Enfin, je dis romance, mais ce pourrait aussi bien être «roman à l’eau de rose», «roman de gare», « littérature sentimentale» ou je ne sais quoi d’autre. Termes légèrement péjoratifs je trouve, je ne peux pas me résoudre à les utiliser. Romance donc. Si on reprend strictement la définition du dictionnaire, une romance, c’est une « pièce de vers, d’inspiration populaire, naïve, qui traite de sujets élégiaques, amoureux et qui peut être mise en musique ». Oui, le lien avec nos livres n’est pas flagrant. En fait, on dit romance car c’est l’utilisation littérale du mot utilisé en anglais!Et si on cherche la définition de « à l’eau de rose »? Réponse : mièvre, fade, insipide, sentimental.

Ah.

Une romance, c’est donc une histoire où sentimental est associé à mièvre, fade et insipide. Pourtant, je ne trouve pas que mes livres soient mièvres, fades, ou insipides. Sentimentaux parfois, oui. Définition de sentimental? Qui accorde de l’importance à l’amour, la tendresse.
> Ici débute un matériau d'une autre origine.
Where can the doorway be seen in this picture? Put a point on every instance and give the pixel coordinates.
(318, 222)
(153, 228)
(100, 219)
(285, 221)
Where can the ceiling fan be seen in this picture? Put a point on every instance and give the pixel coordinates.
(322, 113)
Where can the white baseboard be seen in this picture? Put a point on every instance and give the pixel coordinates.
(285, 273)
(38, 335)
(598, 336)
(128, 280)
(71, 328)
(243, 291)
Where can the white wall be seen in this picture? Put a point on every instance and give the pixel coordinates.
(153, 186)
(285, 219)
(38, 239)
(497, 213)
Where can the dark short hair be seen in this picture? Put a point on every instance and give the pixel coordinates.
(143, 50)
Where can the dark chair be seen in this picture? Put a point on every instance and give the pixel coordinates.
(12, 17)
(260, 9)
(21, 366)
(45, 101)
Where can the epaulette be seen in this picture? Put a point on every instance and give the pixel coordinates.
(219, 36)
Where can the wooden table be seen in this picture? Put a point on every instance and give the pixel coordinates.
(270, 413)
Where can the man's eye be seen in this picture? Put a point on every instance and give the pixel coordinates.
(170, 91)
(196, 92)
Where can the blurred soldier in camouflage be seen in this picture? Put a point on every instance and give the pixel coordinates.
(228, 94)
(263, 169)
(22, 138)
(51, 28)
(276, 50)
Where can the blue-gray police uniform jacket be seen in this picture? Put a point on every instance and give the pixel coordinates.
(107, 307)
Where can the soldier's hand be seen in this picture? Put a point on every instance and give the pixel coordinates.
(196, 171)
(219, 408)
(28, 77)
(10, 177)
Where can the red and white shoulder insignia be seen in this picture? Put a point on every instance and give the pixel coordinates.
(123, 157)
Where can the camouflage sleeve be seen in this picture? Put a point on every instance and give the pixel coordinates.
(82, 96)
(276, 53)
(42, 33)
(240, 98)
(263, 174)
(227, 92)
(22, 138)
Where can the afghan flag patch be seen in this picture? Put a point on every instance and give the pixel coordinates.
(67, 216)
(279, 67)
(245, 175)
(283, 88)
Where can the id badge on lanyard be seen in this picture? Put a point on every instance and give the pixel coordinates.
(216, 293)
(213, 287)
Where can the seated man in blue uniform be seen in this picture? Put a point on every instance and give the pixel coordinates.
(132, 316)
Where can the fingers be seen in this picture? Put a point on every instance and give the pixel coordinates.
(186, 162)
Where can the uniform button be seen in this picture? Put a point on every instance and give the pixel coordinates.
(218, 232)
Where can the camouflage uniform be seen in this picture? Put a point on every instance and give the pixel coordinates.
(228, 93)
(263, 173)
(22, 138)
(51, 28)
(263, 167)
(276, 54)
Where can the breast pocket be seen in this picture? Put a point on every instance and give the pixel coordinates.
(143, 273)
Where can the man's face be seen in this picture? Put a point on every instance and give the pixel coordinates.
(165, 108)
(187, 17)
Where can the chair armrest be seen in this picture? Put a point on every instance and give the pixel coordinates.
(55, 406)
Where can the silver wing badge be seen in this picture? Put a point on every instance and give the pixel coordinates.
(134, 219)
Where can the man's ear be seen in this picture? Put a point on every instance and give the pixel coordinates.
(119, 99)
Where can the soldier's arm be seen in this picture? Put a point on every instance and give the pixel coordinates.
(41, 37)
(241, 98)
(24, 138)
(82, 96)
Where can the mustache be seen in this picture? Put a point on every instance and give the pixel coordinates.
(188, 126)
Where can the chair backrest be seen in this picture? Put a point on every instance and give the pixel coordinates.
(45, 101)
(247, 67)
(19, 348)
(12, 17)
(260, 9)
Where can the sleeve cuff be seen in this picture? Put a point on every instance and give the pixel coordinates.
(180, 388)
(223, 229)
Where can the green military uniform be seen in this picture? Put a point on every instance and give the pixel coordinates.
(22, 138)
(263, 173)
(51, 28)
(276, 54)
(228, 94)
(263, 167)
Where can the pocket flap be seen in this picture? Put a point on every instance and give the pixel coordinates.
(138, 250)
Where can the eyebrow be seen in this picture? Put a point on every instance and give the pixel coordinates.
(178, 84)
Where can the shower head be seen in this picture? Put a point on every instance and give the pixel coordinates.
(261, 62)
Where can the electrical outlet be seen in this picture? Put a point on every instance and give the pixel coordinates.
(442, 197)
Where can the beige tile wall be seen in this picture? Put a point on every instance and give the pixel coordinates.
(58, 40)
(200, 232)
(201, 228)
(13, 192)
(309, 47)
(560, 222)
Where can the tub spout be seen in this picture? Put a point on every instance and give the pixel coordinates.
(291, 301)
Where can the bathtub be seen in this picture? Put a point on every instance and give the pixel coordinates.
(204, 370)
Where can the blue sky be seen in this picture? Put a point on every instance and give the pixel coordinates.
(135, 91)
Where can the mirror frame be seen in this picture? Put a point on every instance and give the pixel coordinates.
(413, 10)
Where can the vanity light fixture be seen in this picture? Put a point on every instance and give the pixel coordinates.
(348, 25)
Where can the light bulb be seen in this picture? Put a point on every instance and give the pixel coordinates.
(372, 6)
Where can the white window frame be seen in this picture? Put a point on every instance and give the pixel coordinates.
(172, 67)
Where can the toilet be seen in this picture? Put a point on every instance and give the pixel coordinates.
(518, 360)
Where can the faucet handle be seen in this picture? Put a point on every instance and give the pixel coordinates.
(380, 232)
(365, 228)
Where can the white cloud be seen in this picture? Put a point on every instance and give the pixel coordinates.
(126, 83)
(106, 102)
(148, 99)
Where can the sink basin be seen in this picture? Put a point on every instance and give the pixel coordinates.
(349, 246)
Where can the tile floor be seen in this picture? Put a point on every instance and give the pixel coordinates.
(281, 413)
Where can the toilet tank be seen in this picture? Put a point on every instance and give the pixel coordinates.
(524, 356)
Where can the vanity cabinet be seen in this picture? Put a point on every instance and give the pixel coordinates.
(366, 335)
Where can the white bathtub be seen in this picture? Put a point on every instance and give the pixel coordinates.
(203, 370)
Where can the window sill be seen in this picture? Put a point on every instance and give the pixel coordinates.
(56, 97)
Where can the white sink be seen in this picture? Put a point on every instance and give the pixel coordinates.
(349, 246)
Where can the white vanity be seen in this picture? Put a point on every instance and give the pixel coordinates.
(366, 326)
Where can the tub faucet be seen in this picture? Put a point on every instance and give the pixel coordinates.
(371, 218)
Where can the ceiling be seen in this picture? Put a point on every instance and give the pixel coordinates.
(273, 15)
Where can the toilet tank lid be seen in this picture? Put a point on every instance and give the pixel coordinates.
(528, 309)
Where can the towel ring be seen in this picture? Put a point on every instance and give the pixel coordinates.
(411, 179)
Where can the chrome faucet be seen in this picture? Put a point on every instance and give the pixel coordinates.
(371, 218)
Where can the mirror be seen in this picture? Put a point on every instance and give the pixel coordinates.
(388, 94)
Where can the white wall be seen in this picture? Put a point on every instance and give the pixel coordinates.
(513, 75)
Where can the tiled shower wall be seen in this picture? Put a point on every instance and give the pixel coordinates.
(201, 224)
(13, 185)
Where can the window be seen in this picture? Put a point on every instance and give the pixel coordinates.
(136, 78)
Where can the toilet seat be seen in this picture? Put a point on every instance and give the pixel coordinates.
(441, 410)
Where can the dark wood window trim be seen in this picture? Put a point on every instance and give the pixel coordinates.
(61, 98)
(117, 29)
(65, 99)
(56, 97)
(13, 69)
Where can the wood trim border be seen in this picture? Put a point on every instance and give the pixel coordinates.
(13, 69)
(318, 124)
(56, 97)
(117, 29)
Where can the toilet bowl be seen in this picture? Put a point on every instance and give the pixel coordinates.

C’est plutôt vaste ça non? Cela veut donc dire que la romance se trouve dans des livres qui ne sont pas qualifiés en temps que tels. Il s’agit des fameuses « fausses romances » dont j’ai déjà parlé.

Oublions les définitions. Qu’est-ce qui fait que ma royale personne choisit de qualifier un livre de romance, même si il n’est pas estampillé comme tel?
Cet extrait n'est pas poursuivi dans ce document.